A few drawings give us glimpses of Cumberland’s reading, and of his other interests. The drawing of a boy labeled “Datura arboria” (illus. 1) is clearly taken from some book, and drawing 250, titled “Pyramid of Cholula,” is described as from “Humbolt’s [sic] Researches Vol. 1. pubd 1814.” The reference is to Researches Concerning the Institutions and Monuments of the Ancient Inhabitants of America—by Alexander de Humboldt, and Translated into English by Helen Maria Williams, London: Longman et al, 1814. The plate from which Cumberland has sketched faces p. 81 of Vol. I. Unexpectedly, his drawing 249, of a “Mexican Sun altar” (illus. 2) with a “channel for the blood of the victims—which were human,” is not taken from these volumes, and I have not traced its source.

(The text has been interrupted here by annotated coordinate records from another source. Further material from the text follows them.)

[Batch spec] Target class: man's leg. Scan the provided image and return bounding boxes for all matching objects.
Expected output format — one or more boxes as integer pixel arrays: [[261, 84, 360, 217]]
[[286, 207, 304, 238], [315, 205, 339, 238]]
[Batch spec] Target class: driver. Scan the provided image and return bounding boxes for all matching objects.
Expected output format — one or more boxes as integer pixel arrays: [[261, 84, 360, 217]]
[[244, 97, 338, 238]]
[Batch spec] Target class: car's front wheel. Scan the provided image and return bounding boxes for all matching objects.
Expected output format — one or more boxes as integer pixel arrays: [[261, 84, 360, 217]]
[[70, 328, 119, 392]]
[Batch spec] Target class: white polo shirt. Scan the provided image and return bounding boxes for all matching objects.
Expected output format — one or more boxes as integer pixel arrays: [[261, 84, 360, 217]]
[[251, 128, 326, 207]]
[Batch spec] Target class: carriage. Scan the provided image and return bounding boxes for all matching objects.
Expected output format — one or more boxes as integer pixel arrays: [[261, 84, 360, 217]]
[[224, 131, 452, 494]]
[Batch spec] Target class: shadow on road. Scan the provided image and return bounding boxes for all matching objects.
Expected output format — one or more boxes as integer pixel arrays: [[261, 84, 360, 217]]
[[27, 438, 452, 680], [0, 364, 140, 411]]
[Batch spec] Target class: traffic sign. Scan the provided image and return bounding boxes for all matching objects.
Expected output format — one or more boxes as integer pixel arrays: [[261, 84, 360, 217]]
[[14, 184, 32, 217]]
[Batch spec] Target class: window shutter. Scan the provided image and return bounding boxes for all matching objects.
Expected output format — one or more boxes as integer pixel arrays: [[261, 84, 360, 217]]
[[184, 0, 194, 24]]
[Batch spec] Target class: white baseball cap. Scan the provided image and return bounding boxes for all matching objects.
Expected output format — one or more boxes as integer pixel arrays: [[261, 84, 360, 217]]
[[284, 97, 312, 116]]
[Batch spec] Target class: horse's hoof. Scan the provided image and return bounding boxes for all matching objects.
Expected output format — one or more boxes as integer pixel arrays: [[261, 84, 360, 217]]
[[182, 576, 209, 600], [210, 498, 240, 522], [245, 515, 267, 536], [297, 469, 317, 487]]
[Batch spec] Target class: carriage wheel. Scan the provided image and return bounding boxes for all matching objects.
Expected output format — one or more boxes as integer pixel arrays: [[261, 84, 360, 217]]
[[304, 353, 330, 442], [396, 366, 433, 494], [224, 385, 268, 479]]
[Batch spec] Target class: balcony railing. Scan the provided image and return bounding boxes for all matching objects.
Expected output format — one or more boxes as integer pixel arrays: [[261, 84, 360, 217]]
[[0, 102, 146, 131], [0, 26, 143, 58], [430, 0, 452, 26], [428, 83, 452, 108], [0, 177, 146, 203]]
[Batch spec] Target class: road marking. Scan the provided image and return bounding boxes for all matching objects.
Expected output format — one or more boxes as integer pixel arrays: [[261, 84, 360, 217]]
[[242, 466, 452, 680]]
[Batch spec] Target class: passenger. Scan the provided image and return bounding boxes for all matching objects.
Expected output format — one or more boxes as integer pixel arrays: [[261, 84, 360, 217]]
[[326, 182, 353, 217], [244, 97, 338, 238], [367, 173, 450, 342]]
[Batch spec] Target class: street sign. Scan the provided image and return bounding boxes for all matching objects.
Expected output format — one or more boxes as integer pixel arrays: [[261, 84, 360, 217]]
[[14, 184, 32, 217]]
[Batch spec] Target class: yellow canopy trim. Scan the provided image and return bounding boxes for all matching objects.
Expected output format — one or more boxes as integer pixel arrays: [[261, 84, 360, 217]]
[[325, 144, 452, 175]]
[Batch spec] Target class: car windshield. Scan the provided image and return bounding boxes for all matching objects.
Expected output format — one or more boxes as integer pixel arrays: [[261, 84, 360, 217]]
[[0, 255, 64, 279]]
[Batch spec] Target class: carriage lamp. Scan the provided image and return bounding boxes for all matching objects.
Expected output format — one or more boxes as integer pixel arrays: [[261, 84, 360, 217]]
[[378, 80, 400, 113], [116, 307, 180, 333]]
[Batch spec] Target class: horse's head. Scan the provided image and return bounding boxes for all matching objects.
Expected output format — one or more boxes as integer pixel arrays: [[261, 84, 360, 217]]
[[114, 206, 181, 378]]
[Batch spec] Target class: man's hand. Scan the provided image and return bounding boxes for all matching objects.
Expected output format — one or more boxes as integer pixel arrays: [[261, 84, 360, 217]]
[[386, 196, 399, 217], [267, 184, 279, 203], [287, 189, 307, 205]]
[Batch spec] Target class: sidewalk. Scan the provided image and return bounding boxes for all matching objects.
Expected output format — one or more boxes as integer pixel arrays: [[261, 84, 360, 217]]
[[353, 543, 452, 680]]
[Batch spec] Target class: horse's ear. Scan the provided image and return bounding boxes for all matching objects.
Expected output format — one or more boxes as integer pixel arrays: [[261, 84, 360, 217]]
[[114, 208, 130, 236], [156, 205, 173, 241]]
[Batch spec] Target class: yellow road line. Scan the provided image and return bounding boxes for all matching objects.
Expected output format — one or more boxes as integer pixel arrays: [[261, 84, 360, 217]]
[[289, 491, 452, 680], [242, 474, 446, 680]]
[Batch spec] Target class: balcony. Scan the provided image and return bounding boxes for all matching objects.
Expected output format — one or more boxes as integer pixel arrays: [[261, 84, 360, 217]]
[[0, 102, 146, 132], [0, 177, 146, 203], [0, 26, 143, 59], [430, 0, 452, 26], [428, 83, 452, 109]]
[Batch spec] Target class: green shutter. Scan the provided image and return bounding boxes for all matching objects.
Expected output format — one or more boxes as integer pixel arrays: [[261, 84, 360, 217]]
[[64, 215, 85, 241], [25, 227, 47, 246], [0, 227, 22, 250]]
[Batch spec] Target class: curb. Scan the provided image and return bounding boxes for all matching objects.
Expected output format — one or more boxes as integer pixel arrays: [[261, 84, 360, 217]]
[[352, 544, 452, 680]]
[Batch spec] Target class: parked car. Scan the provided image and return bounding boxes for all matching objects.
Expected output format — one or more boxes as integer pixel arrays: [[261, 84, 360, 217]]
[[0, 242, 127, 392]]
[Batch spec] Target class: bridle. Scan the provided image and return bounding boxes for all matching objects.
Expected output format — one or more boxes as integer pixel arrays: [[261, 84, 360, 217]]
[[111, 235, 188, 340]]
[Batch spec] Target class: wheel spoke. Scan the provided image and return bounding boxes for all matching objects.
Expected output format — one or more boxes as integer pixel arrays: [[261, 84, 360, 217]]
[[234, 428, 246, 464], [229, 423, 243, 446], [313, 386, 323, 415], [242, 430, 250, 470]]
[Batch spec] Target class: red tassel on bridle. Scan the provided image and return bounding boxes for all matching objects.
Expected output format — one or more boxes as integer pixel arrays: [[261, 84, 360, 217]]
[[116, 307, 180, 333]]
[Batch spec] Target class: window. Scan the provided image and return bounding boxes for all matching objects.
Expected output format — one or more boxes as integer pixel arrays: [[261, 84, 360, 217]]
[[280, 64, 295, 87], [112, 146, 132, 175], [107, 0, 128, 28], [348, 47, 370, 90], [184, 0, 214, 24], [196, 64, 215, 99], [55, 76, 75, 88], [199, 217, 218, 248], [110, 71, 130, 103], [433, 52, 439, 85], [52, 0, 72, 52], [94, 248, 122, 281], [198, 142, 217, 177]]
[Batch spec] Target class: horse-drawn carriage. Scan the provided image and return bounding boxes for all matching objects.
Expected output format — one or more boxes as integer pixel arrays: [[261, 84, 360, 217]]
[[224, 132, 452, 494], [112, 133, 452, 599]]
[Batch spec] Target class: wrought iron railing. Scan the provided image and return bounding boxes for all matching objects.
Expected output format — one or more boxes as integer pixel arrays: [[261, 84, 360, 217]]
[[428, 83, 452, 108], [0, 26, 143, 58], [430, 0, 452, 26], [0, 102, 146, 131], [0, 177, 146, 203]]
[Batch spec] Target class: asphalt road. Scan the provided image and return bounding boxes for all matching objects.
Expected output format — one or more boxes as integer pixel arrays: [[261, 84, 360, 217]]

There is also a note on the verso of 83, a drawing of a grey mullet, that “Irvine had of these 21 Duplicates 19 of Julio Bonasoni,” followed by a list of titles. The Irvine referred to is presumably the James Irvine to whom Cumberland dedicated A Poem on the Landscapes of Great-Britain (A Bibliography of George Cumberland, p. 7). Cumberland of course had a fine collection of Bonasoni’s engravings, wrote a monograph about him, and is assumed to have had a hand in pushing the later Blake towards the linear style of engraving that appears most conspicuously in the illustrations to Dante’s Inferno. Cumberland, like Erasmus Darwin, had more than a touch of the Renaissance universal man about him, and the juxtaposition on the same piece of paper of a drawing of a grey mullet and a list of Bonasoni engravings suggests something of the range of the man’s interests.